Details of a Super PAC's multimillion-dollar push to help Rick Perry clinch the Republican nomination have surfaced.

Gov. Rick Perry listens to U.S. Rep. Michele Bachmann's speech at an event in Waterloo, Iowa, on Aug. 14, 2011.

The Big Conversation:

Details of a Super PAC's multimillion-dollar push to help Rick Perry clinch the Republican nomination have surfaced.

NBC News reports that Make Us Great Again, a Super PAC headed by Mike Toomey, Perry's former chief of staff, has drafted plans to spend $55 million to help Perry secure the Republican nomination by late March. As a Super PAC, Make Us Great Again can raise and spend unlimited amounts of money, and its fundraising will likely outstrip that of Perry's official campaign, GOP consultants tell NBC.

Internal documents reveal that the group has mocked up a four-phase strategy, which would start with a $5 million ad push on Fox News and Iowa TV stations. The group is counting on Perry wins in at least two of the three early-voting states — Iowa, New Hampshire and South Carolina — and, in phase two, plans to spend $20 million in the big three plus Nevada and Florida.

"What Does History Teach Us?" says one slide in a presentation for prospective donors. "No candidate has ever gone on to secure the nomination without winning in the traditional early states. … We have to win the battle of ideas, organization and momentum in the early states and carry that into March."

Phase three calls for a $20 million push in 20 states — including several in the South, like Texas and Virginia — through March 24. The last phase, as NBC notes, only calls for $10 million in spending after March 25, indicating that the group is looking to help Perry avert a prolonged battle with his chief rival, former Massachusetts Gov. Mitt Romney.

According to NBC, a spokesman for Make Us Great Again called the plan "an early planning document that is now outdated." Perry spokesman Ray Sullivan said, "I am not familiar with Make Us Great Again and am unaware of their budget or intentions."


  • Rick Perry left the campaign trail Monday — the start of a big week for the governor — to monitor the devastating wildfires raging outside of Austin, but that didn't keep him out of the spotlight at a South Carolina Tea Party forum he'd been scheduled to attend on Monday, as the Tribune's Jay Root reports. At the event, presidential candidate Herman Cain echoed the "career politician" line used last week by Mitt Romney. And though Perry wasn't present, his supporters used the event to trot out the endorsement of U.S. Rep. Mick Mulvaney, R-S.C. Perry aides have said the wildfires — which, as the Austin American-Statesman notes, can be partly blamed on Tropical Storm Lee — won't keep him from Wednesday's Republican debate (for which the Statesman and The Daily Beast have previews).
  • In the first anti-Rick Perry ad volley of the season to come directly from a campaign, U.S. Rep.
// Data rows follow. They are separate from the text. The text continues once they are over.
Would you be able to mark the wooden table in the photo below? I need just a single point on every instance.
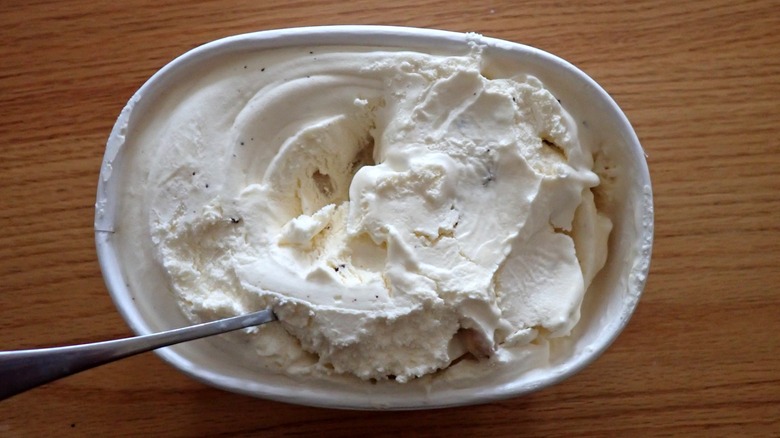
(700, 82)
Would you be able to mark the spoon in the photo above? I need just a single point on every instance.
(26, 369)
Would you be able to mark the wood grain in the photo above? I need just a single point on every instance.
(699, 80)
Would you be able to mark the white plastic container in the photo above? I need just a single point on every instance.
(608, 304)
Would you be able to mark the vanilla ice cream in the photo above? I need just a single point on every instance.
(403, 213)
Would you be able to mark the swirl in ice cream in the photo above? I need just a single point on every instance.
(398, 210)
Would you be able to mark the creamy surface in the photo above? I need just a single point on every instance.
(398, 210)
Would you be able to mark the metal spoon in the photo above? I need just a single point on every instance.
(25, 369)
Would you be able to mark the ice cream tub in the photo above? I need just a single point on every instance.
(437, 219)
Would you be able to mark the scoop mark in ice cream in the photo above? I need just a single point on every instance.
(403, 214)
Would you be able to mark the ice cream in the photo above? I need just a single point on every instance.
(400, 211)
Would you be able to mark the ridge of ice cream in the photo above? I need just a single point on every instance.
(398, 210)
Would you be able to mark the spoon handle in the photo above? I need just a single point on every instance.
(25, 369)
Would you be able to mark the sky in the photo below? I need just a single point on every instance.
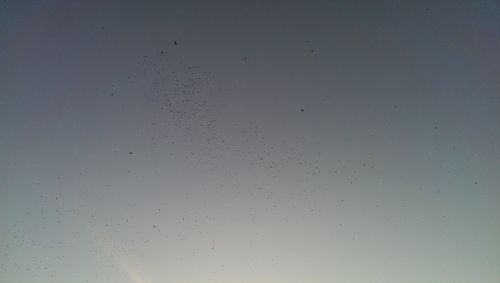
(249, 141)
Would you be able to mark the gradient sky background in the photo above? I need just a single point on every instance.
(249, 141)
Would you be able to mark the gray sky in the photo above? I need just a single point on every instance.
(249, 141)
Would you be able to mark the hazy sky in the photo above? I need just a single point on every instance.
(249, 141)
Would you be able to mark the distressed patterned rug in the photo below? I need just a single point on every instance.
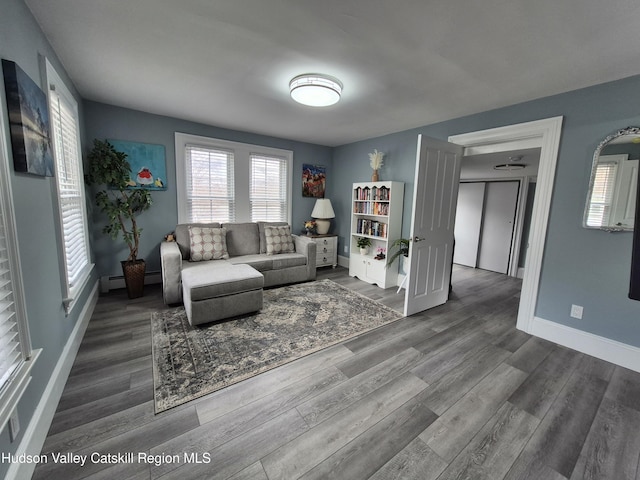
(296, 320)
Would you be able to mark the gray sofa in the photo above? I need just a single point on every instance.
(246, 244)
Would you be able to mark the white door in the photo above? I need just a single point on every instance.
(435, 196)
(468, 223)
(501, 200)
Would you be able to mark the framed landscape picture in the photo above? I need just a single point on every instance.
(28, 122)
(148, 165)
(314, 179)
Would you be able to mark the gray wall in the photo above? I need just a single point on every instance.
(22, 42)
(584, 267)
(106, 121)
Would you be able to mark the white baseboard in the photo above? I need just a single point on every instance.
(38, 427)
(612, 351)
(114, 283)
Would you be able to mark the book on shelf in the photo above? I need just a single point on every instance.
(371, 228)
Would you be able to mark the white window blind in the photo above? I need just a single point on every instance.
(210, 184)
(10, 353)
(268, 189)
(223, 181)
(16, 357)
(602, 195)
(74, 227)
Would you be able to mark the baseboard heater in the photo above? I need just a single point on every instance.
(116, 282)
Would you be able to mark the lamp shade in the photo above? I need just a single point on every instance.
(323, 209)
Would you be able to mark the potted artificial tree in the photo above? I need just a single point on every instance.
(121, 204)
(363, 244)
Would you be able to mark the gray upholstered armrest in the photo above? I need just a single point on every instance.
(307, 247)
(171, 261)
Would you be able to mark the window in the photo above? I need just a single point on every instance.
(602, 195)
(224, 181)
(16, 357)
(269, 200)
(70, 187)
(210, 193)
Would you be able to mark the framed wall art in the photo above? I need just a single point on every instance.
(148, 164)
(314, 179)
(28, 122)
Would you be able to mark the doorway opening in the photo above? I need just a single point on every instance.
(545, 135)
(494, 211)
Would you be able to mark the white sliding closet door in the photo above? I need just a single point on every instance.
(468, 223)
(501, 199)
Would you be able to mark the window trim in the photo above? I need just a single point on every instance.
(242, 170)
(72, 292)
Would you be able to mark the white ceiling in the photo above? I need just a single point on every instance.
(404, 63)
(480, 167)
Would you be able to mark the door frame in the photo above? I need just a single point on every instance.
(544, 134)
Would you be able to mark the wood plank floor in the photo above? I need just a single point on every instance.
(455, 392)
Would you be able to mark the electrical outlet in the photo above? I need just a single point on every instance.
(14, 426)
(576, 311)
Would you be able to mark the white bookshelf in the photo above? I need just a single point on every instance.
(376, 213)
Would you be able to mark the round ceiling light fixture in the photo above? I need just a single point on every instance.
(315, 90)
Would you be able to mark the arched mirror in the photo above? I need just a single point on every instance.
(611, 200)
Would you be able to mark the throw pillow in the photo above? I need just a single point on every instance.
(279, 240)
(207, 243)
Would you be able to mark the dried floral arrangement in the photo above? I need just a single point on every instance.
(375, 159)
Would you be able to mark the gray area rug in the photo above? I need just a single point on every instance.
(296, 320)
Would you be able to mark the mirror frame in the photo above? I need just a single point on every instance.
(594, 164)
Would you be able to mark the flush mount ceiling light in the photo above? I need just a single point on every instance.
(315, 90)
(510, 166)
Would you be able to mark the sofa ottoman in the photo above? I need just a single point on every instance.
(225, 291)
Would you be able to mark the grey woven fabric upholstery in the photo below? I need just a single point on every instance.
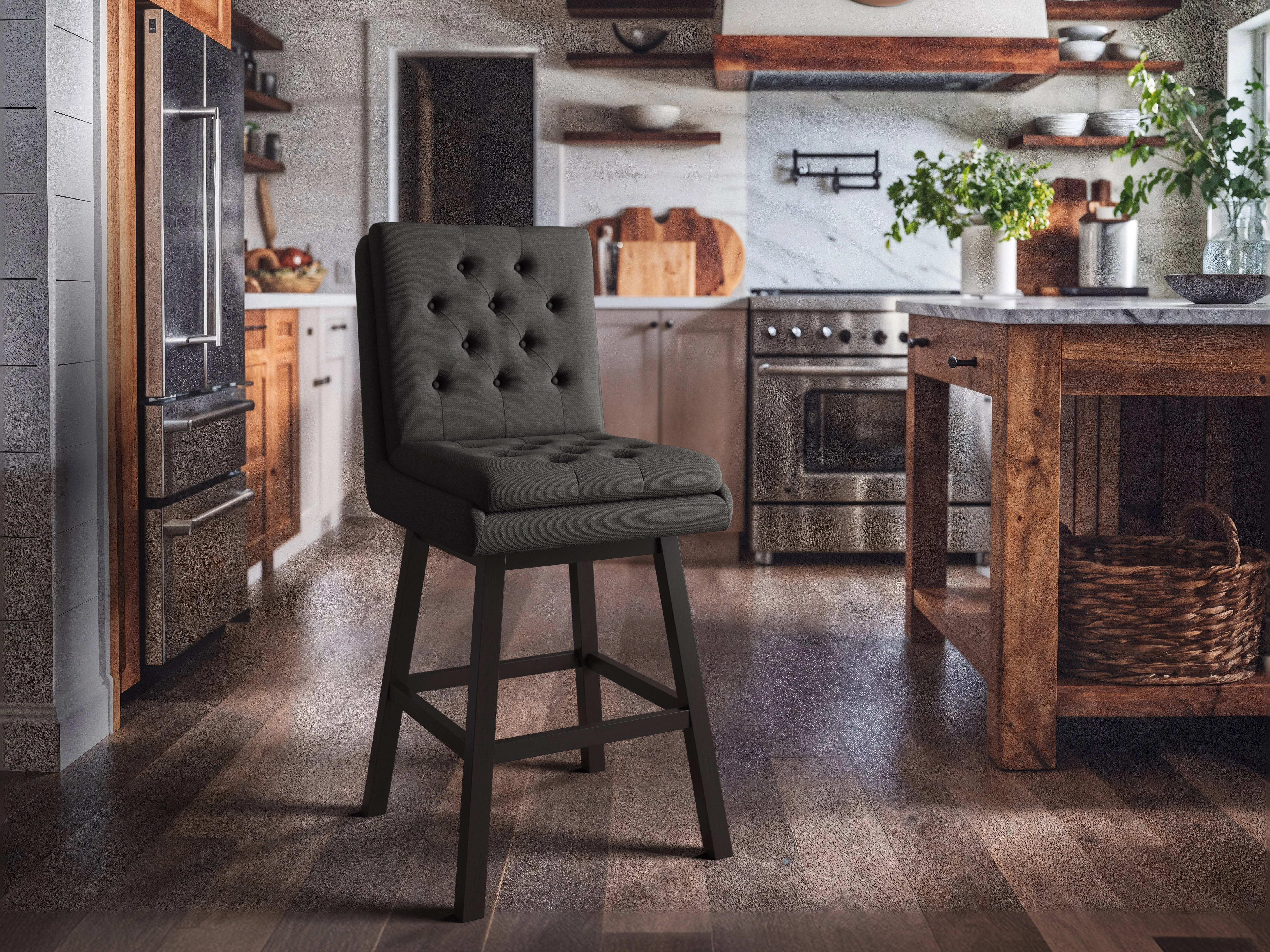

Ron Paul hammers his fellow Texan for supporting Al Gore's 1988 presidential bid. “Al Gore found a cheerleader in Texas named Rick Perry," the minute-long ad says. "Rick Perry helped lead Al Gore’s campaign to undo the Reagan revolution, fighting to elect Al Gore president of the United States." Paul's campaign hopes to run the ad during Wednesday debate.
  • The federal case challenging Texas' Republican-backed redistricting maps begins today, and the Trib's Ross Ramsey has a preview.
  • Dallas will soon be getting a second medical school, according to The Dallas Morning News. The new school — a partnership between the Baylor Health Care System and the Texas A&M Health Science Center College of Medicine — puts Dallas behind Houston in the med school count but ahead of Austin and South Texas, which are both hoping to land institutions.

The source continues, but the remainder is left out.